Tutto cominciò quando le famiglie Caprioli e La Raspetta avevano messo le mani su alcuni traffici di cui i Diomene rivendicavano, per così dire, l’esclusiva . Per contrastare le nuove leve di queste famiglie si erano dati ai pluriomicidi ammazzando nei luoghi più disparati, in pubblico e non,
complici e parenti di prima, seconda e terza generazione. Jack aveva assicurato altri tre manigoldi alla giustizia. "Ben fatto Monara, ben fatto", si complimentavano con lui colleghi e dirigenti delle forze di polizia. La mattinata era di dicembre, e precisamente il venti. Era
abbastanza mite per essere una giornata invernale, anche se a Bari non si poteva parlare d’inverno rigido; era circa una settimana che il sole girovagava davanti ad un cielo terso e la tiepidezza dei raggi Jack la sentiva sul viso mentre si trovava all’interno della sua serra di piante
tropicali. Aveva trascurato un po’ le felci ed il piccolo palmeto di cycas, c’era un po’ di vegetazione rinsecchita da strappare, bisognava dare una mossa al terreno e lui era lì con uno zinale verde da lavoro, due guantoni da giardinaggio ed una forbice da potatura. Le gocce di sudore gli colavano dal viso e le sentiva anche scivolare sul dorso della schiena, segno che anche la maglietta era pregna di sudore. Ne approfittò per abbandonare un momento guanti ed utensili e tirare un goccetto dalla bottiglia di vodka che aveva nel cassetto degli attrezzi. Era per questo che gli uomini quando si sposano si dedicavano agli hobby più svariati, pensava Monara: per allontanarsi dalle mogli e non pensare sempre al sesso oppure per fare qualcosa che loro non avrebbero mai approvato, nel caso di Monara, bere. La serra era prevalentemente coltivata ad orchidee e bromeliacee. Le infiorescenze delle Cattleya erano apparse da poco ed ammirare i labelli multiformi e colorati delle Aclandie e delle Mossiae a dicembre era proprio una bella ricompensa. "Papaaaaaaaaà, papaaaaaaaaaà dove sei?" "Cristo Santo!" Mormorò Monara. Era la voce della figlia, e non voleva che lo scoprisse appiccicato alla bottiglia come uno di quei
barboni del sottovia della stazione centrale. "Siiiiiiiii?" Rispose Jack piegandosi dietro le foglie giganti di un Banano a nascondere la mezza pinta di vodka liscia tra gli steli delle radici che affioravano in superficie. Ebbe un attacco di tosse violento che lo costrinse a ripiegarsi di nuovo dinanzi ad Alba con il busto teso. "Questo schifo di influenza! Per quanto tempo me la porterò appresso.!" Poi si schiarì la voce due o tre volte. "Cosa c’è . va tutto bene adesso?" Chiese la
fanciulla. "Tutto ok piccola, va tutto bene." Jack era convinto: la piccola Alba era l’unica donna che gli volesse veramente bene, al diavolo la signora Monara e le altre. Gli occhi verdi e le treccine dorate non ti lasciavano alternative: donne come quelle si amano e per loro puoi dare la
vita, perché "non è niente in confronto al suo sorriso e a quelle ciocche di capelli che le cadono sulla fronte" pensò Jack. Aveva due macchie di colore rosso sulle guance, precise. Andava avanti e dietro nei vialetti della villa ed era corsa da lui dopo che era squillato il telefono. "Era
corsa da me capite?" "Papà ti vogliono al telefono, la mamma dice che è il tuo capo" "aahhhh, ma quando arriva un giorno di ferie per un giudice!"
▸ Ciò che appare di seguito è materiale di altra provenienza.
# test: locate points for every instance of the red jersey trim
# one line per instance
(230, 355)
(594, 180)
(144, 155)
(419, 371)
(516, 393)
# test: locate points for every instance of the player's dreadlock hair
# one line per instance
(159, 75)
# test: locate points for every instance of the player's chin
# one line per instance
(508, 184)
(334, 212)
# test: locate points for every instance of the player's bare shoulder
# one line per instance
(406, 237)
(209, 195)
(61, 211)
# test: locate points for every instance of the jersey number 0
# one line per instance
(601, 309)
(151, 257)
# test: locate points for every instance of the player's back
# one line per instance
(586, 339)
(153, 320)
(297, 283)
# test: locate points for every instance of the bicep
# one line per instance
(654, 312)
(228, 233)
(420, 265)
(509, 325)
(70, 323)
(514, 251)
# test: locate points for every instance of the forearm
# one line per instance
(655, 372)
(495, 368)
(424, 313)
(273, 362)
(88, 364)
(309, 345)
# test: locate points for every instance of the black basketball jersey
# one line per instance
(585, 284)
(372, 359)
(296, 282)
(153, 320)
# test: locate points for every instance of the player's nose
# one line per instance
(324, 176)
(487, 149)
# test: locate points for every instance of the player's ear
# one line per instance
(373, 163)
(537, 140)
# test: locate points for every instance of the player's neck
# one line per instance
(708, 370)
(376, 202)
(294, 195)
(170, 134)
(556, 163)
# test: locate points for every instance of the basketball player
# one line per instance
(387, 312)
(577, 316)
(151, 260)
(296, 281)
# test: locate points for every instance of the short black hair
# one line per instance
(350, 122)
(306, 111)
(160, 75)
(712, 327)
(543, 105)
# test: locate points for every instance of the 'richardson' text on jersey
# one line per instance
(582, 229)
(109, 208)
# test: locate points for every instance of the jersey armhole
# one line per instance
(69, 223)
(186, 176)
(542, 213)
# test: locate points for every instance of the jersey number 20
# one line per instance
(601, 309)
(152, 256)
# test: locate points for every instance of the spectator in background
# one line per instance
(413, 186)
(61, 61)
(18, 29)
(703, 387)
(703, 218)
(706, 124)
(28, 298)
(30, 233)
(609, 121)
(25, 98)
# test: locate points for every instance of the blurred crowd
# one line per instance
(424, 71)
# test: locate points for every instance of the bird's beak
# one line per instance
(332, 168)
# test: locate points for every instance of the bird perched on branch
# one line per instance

Jack aveva un brutto presentimento, anche perché adesso se la sorbiva la ramanzina di Serra: " Jack! Ma perché cazzo non accendi quel cazzo di telefonino! Ho dovuto prendere la tua scheda personale per trovare il tuo numero di casa" ecc.ecc. In realtà Monara una giustificazione l’aveva, ed era che in quel periodo si filava una ragazza nigeriana. Si chiamava Sofia, e sapete che scena se la signora Linda l’avesse acciuffato al telefono con quella? Le ragazze africane sono le migliori del mondo, non lo sapevate? Be! Provate. "Forza .. Slacciami questo coso da dietro, anzi no perché, arrivo con questo indosso". Uscì dalla serra e si raccomandò con la figlia di chiudere la porta, " è per l’impianto di acclimatazione lo sai, richiede un sacco di energia per mantenere l’umidità e la temperatura costanti." Ma perché i genitori devono sempre ripetere le stesse cose ai figli? E perché questi non ascoltano mai? Linda stava sull’uscio e venne incontro al marito che arrivava saltellando. "Jack, per favore digli che non puoi, abbiamo dovuto già rinunciare alla settimana sulla neve, temo che ti voglia inchiodare ancora. Fallo per me!." Lei aveva già capito che il capo l’avrebbe incastrato con qualche nuovo caso, e non si sbagliò. Quello che le donne chiamavano intuito femminile aveva funzionato in quella circostanza. Tutte le donne possiedono un sesto senso e funziona quasi sempre, ma la maggior parte delle volte hanno bisogno di qualche stratagemma: minigonna, cosce e tette al vento e molta, molta perseveranza. A dire la verità a Jack non sarebbe dispiaciuta un’altra indagine, oramai dovevano rimanere a Bari per le feste natalizie e rimanere in casa a fissare uno stupido albero addobbato con festoni colorati lo disgustava. Odiava il caminetto acceso, i jingle natalizi e la moglie improvvisamente tanto affabile che fingeva di dargli la fica senza tanti complimenti. " Monaara" disse Jack partendo da zero con sicurezza.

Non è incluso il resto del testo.